DUBLIN, Va. — The Pulaski County, Virginia, Industrial Development Authority (IDA), in concert with the board of supervisors last month officially conveyed 49 acres to Volvo Trucks as part of a performance agreement following the company's commitment to invest $38.1 million to construct a new 36,000-square-foot customer center and several plant upgrades to improve its New River Valley (NRV) plant’s manufacturing processes, resulting in the creation of 32 new jobs.
Volvo Trucks' business case was to acquire the additional property to the southwestern portion of the plant in order to extend its 1.1-mile customer experience track.
Volvo Trucks has also entered into a lease option-to-purchase agreement for an additional 221 adjacent acres owned by the Pulaski County IDA.
The IDA has worked with Volvo executives to satisfy the county's local incentive obligation and increase opportunities for further capital investments by Volvo Trucks to take place within the county, Pulaski County Administrator Jonathan D. Sweet said in a news release.
“Working with the Pulaski County Board of Supervisors, the Industrial Development Authority and the county staff, these efforts led to the acquisition of the 49 acres and the securing of an additional 221 acres through a lease-option agreement,” said Franky Marchand, vice president and general manager of the plant. "Our investments in advanced manufacturing, upgrades in our cab and paint facility and the construction of the new customer center were all instrumental in facilitating this important land deal.
“One of our many competitive advantages stems from providing a unique customer experience here.

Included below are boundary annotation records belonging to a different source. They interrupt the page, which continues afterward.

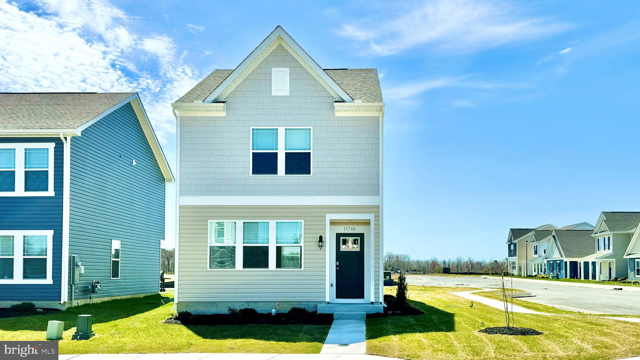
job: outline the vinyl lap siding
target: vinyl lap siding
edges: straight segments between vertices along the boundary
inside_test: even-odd
[[[375,301],[380,301],[380,217],[378,206],[180,207],[179,303],[186,302],[324,302],[327,213],[374,213]],[[304,220],[304,269],[207,270],[209,220]]]
[[[164,182],[131,105],[74,138],[71,154],[69,255],[85,270],[76,299],[92,280],[102,284],[92,297],[157,292]],[[122,242],[120,279],[110,279],[111,240]]]
[[[0,138],[0,143],[56,143],[53,197],[0,197],[0,229],[53,230],[52,284],[0,284],[0,300],[60,301],[64,149],[60,138]]]
[[[271,68],[289,67],[272,96]],[[225,117],[180,119],[180,195],[378,195],[380,119],[336,117],[333,98],[278,45],[226,99]],[[251,176],[251,126],[312,126],[311,176]]]

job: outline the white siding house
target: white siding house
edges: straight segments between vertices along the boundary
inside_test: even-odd
[[[382,311],[376,69],[323,69],[278,26],[172,108],[179,310]]]

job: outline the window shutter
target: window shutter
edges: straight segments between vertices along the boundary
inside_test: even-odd
[[[285,129],[285,150],[311,150],[311,129]]]
[[[278,129],[252,129],[252,150],[278,150]]]

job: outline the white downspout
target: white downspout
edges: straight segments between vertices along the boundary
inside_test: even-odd
[[[178,307],[178,243],[180,242],[180,114],[172,106],[175,117],[175,255],[173,260],[173,307]]]
[[[63,148],[62,181],[62,269],[60,274],[60,304],[68,297],[69,268],[69,204],[71,188],[71,136],[65,138],[60,133]]]

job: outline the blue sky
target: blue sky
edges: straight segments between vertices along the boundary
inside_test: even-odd
[[[0,0],[0,90],[138,91],[175,163],[170,102],[281,25],[379,70],[385,249],[502,258],[509,227],[640,209],[640,4],[578,5]]]

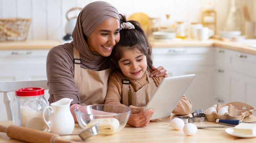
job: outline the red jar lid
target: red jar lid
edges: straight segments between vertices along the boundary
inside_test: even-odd
[[[30,96],[41,95],[44,94],[44,89],[41,87],[28,87],[17,89],[15,90],[16,96]]]

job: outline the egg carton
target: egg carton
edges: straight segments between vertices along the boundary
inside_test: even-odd
[[[217,114],[219,110],[225,106],[228,106],[228,113],[225,113],[223,116]],[[217,104],[217,112],[213,111],[212,114],[207,114],[204,112],[205,116],[208,121],[215,121],[216,119],[234,119],[243,120],[245,117],[252,114],[255,111],[255,108],[247,103],[242,102],[232,102],[223,105]]]

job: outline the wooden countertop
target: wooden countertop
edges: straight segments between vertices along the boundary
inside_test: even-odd
[[[0,50],[50,49],[62,43],[58,40],[27,40],[22,42],[0,42]]]
[[[189,115],[191,117],[191,115]],[[135,128],[126,126],[118,133],[115,134],[105,135],[98,135],[86,140],[90,143],[157,143],[179,142],[219,143],[219,142],[254,142],[255,138],[241,138],[230,135],[225,132],[228,128],[207,128],[198,129],[194,135],[188,136],[182,130],[175,130],[170,126],[170,122],[172,118],[176,115],[171,116],[162,119],[160,121],[150,122],[146,127]],[[253,115],[245,117],[245,122],[256,121],[256,117]],[[216,123],[215,122],[195,122],[197,126],[227,126],[227,125]],[[0,121],[0,124],[8,127],[13,124],[12,121]],[[82,131],[78,128],[77,123],[75,124],[74,133],[77,133]],[[71,140],[74,142],[82,142],[78,135],[71,135],[63,138],[65,140]],[[0,142],[22,142],[10,138],[5,133],[0,133]]]
[[[249,46],[256,45],[256,39],[246,42],[222,41],[209,39],[201,41],[190,39],[177,41],[156,40],[151,39],[154,48],[174,47],[209,47],[216,46],[247,54],[256,55],[256,48]],[[50,49],[52,48],[63,44],[63,42],[58,40],[27,40],[24,42],[0,42],[0,50]]]

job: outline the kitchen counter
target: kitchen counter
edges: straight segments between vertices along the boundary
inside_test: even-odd
[[[170,41],[151,39],[153,48],[172,47],[210,47],[216,46],[247,54],[256,55],[256,48],[249,46],[256,45],[256,39],[245,40],[242,41],[222,41],[210,39],[201,41],[190,39]],[[63,41],[57,40],[27,40],[24,42],[0,42],[0,50],[50,49],[63,44]]]
[[[191,117],[191,115],[189,115]],[[175,130],[170,126],[170,122],[172,118],[177,115],[171,115],[163,118],[160,121],[150,122],[146,127],[135,128],[126,126],[117,133],[109,135],[98,135],[88,138],[87,143],[157,143],[179,142],[245,142],[255,141],[255,138],[241,138],[228,135],[225,132],[225,128],[198,129],[194,135],[188,136],[182,130]],[[245,117],[245,122],[256,121],[256,117],[253,115]],[[195,122],[197,126],[227,126],[216,123],[215,122]],[[6,126],[13,124],[12,121],[0,121],[0,124]],[[77,123],[75,124],[73,133],[78,133],[82,131],[78,128]],[[63,138],[65,140],[72,140],[75,142],[82,142],[82,140],[78,135],[71,135]],[[10,138],[5,133],[0,133],[0,142],[23,142]]]
[[[152,40],[152,44],[154,48],[173,47],[209,47],[216,46],[237,51],[256,55],[256,39],[247,40],[241,41],[223,41],[210,39],[207,41],[201,41],[187,39],[178,41],[168,41],[164,40]]]
[[[56,40],[0,42],[0,50],[50,49],[54,46],[62,44],[61,41]]]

Extending the customer experience track, our innovative products and services, and interaction with our dedicated employees, makes NRV ‘best-in-class’ for customer experience."
"Volvo's land acquisition and the option agreement on the more than 220 acres contiguous to their current operations, has the potential to be one of the most transformative investments the county has recently embarked upon," Sweet said. “The IDA's recent purchase of the adjoining property and the subsequent readying of it for Volvo's use has significant strategic value and affords our region's largest employer the ability to further enlarge operations and secure new business, both of which could have a positive yield of new jobs, new investments and new opportunities for the county and our citizens.”
This summer Volvo introduced its new Volvo VNL series within its new customer center.
This launch helped gain truck sales by bringing thousands of customers and dealers to Pulaski County, Virginia, Sweet said, adding that during those customer events, the company saw confirmation that it needed to expand the track.